The registers as exposed by the AXI-lite interface are memory mapped based on how the FPGA is configured by the user. The following represent offsets from the start of whatever address range was reserved for the compute unit. At present the register addresses are somewhat haphazardly assigned. In the future a more coherent schema will likely be put together.

Control Interface

The control interface is used to fill in the configuration values needed by the compute unit to actually execute a program. It is also how one starts execution of a kernel and determines when execution has been completed. The offsets are based on the region offsets specified above.

Register Address Offset Purpose
Execute 0x00000000 Write to to begin kernel execution, read from to check for kernel completion
Wave ID 0x00000004 Wave ID
Base VGPR 0x00000008 Starting address inside vector register file
Base SGPR 0x0000000C Starting address inside scalar register file
Base LDS 0x00000010 Starting address for memory operations
Wave Count 0x00000014 TODO: DOCUMENT
PC Start 0x00000018 Starting value of program counter

Program Interface

To load a program, first set the address and then write the instruction. Writing a value to the instruction value register will automatically see it written to the address previously specified.

Register Address Offset Purpose
Instruction Address 0x0000001C Address to load instruction to
Instruction Value 0x0000001C Instruction to load

GPR Interface

For testing purposes, the GPR interface provides the ability to fill in the scalar register file. The interface provides the ability to preload four 32bit words at a time to write out to a specific base address. Via the same set of control registers you can also read out four 32bit words. Note that the addresses used must be aligned. To read content from the register file, simply read from the data register addresses.
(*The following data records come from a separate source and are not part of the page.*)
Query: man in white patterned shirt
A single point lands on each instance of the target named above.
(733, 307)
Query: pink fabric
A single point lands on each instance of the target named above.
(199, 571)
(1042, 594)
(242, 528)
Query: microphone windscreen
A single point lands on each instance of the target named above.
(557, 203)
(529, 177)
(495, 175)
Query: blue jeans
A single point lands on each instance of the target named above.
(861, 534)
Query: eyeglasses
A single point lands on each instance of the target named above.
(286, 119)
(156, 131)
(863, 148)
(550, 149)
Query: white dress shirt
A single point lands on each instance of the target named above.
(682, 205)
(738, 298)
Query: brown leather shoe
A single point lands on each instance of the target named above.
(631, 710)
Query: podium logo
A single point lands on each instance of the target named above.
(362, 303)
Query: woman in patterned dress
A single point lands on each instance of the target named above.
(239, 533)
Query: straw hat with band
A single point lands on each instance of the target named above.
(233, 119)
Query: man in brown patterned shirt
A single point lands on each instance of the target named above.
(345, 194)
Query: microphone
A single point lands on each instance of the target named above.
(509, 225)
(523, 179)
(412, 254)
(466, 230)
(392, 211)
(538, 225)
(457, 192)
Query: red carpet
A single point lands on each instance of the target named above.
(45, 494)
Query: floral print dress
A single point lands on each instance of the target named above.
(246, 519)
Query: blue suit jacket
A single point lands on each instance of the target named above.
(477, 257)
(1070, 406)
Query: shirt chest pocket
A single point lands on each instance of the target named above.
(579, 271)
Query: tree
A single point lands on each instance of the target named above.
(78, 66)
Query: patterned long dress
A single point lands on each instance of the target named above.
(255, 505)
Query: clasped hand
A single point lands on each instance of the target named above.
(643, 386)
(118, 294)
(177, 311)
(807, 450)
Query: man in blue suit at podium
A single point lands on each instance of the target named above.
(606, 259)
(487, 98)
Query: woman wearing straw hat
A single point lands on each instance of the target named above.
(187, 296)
Register Address Offset Purpose
command 0x00000028 Writing to this address will trigger a write to the SGPR with the current address and data values
quadBaseAddr 0x0000002C SGPR base address to use for next operation
dataReg0 0x00000030 First data register
dataReg1 0x00000034 Second data register
dataReg2 0x00000038 Third data register
dataReg3 0x0000003C Fourth data register

PC Interface

MIAOW has a series of hooks built into the compute unit for generating kernel execution traces. These hooks are exposed as performance counters in the Neko implementation. The performance counters have limited storage and for that reason the granularity at which they capture values can be controlled. The performance counters also only run when a kernel is being executed.
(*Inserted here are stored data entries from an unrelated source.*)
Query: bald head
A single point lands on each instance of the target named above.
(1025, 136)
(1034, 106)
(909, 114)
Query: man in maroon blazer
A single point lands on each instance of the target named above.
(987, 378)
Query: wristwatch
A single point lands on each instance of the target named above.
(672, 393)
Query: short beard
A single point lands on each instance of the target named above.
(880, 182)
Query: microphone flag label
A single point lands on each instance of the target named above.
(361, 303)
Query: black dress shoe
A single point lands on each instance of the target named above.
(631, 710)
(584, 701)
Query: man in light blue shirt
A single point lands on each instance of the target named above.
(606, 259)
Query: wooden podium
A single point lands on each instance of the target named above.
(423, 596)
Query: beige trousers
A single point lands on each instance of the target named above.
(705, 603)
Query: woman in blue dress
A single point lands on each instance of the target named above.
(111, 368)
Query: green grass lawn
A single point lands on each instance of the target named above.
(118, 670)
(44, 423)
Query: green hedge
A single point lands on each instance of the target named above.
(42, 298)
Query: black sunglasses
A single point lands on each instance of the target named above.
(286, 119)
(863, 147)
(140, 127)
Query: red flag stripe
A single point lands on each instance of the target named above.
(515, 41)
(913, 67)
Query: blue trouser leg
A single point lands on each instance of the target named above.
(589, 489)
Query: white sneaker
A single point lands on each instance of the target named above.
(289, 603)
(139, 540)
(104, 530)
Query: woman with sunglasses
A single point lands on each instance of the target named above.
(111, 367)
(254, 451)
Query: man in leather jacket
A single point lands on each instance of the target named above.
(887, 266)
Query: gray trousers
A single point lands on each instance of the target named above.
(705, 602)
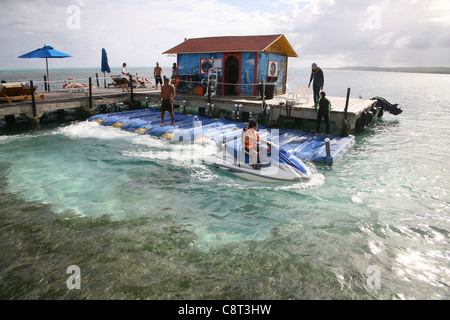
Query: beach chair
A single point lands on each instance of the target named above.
(303, 94)
(11, 91)
(118, 81)
(290, 91)
(27, 92)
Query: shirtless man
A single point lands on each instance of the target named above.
(157, 73)
(167, 95)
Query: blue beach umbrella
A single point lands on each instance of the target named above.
(45, 52)
(105, 65)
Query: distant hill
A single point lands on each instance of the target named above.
(437, 70)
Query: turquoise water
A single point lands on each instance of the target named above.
(143, 219)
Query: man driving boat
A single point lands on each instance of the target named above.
(250, 141)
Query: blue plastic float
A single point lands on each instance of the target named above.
(303, 145)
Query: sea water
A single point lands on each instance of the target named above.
(144, 219)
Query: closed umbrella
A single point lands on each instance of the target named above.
(45, 52)
(105, 65)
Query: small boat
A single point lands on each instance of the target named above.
(277, 165)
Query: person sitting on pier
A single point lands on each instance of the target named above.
(125, 78)
(250, 141)
(167, 95)
(73, 85)
(323, 109)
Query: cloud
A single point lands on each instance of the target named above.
(331, 32)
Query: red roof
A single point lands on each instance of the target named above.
(234, 44)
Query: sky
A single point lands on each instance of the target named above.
(332, 33)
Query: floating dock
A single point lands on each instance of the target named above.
(346, 119)
(188, 127)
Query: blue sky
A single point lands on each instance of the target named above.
(334, 33)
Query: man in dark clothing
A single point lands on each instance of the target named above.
(323, 109)
(317, 75)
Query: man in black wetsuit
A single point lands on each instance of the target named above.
(317, 75)
(323, 109)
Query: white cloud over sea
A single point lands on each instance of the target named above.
(334, 33)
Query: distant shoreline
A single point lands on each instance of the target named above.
(433, 70)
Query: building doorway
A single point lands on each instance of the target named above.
(231, 74)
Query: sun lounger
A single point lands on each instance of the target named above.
(118, 81)
(11, 91)
(27, 92)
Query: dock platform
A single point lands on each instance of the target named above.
(188, 127)
(280, 105)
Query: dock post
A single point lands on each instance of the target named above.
(131, 90)
(90, 93)
(33, 100)
(208, 110)
(268, 116)
(10, 120)
(327, 147)
(345, 127)
(35, 119)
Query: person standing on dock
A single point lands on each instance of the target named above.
(157, 73)
(323, 109)
(167, 95)
(317, 75)
(124, 75)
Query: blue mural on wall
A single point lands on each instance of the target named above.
(191, 75)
NOTE: The above is half lies, the intent is to implement granularity support but right now it only works on a per cycle basis for recording.

NOTE: Performance counters were removed during the Vivado migration and the code that adds them back in has not yet been committed.
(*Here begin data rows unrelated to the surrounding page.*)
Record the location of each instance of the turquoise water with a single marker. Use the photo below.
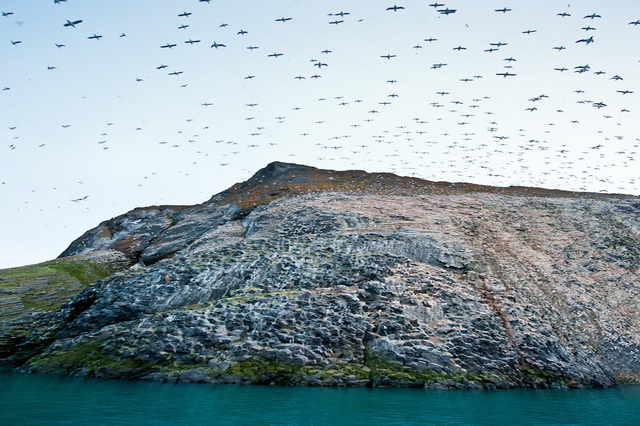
(54, 400)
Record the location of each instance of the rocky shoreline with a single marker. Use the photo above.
(328, 287)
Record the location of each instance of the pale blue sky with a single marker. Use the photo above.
(109, 123)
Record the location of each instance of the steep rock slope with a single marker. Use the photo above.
(315, 277)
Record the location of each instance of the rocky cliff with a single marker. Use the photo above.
(314, 277)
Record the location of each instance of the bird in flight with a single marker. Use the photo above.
(585, 40)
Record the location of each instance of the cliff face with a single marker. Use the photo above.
(313, 277)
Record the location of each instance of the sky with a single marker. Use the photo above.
(152, 102)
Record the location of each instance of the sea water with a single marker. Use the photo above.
(55, 400)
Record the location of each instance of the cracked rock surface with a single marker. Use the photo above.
(355, 288)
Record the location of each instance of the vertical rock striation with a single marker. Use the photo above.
(313, 277)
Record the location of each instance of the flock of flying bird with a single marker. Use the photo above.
(387, 147)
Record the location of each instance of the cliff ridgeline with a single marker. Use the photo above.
(302, 276)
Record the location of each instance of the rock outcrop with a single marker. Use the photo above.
(303, 276)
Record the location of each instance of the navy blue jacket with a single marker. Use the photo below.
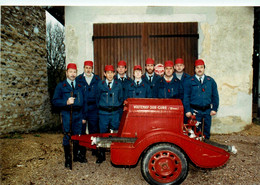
(199, 94)
(124, 84)
(167, 89)
(63, 93)
(91, 89)
(108, 98)
(156, 78)
(184, 77)
(143, 90)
NOTE: This interface is still undergoing development and will grow over time.

Register Address Offset Purpose
Cycle Counter 0x000000C0 Cycles the current kernel has used to execute
PC Value 0x000000C4 Current PC value

Sources

Because of the way Xilinx's toolchain works a distinct build process was added to the project's Makefile to create a copy of the Verilog files ready to use with them. Some of the differences include injecting additional includes and defines into the top of the copies made. The command itself is more or less self-explanatory. Be sure to do this in the src/verilog/rtl directory.

make fpga

This will create a directory called fpga_core whose contents will ultimately go into the source folder of the Vivado project directory.

Vivado

The following is a guide to creating a Vivado project suitable for embedding MIAOW's compute unit into. Note that a few steps require manually editing files or copying content from the template files provided in the scripts/xilinx folder. Screenshots have been attached to help walk through the process.

Project Creation

  • Create a new Vivado project. Note for our purposes we are assuming this project is being built for the VC707 evaluation board. This is the only Xilinx board we support, primarily because it is the only development board we have access to that is large enough to support Neko. If one wishes to donate a VC709 or VCU108 board, please do get in touch with us at miaowgpu@cs.wisc.edu and we can talk.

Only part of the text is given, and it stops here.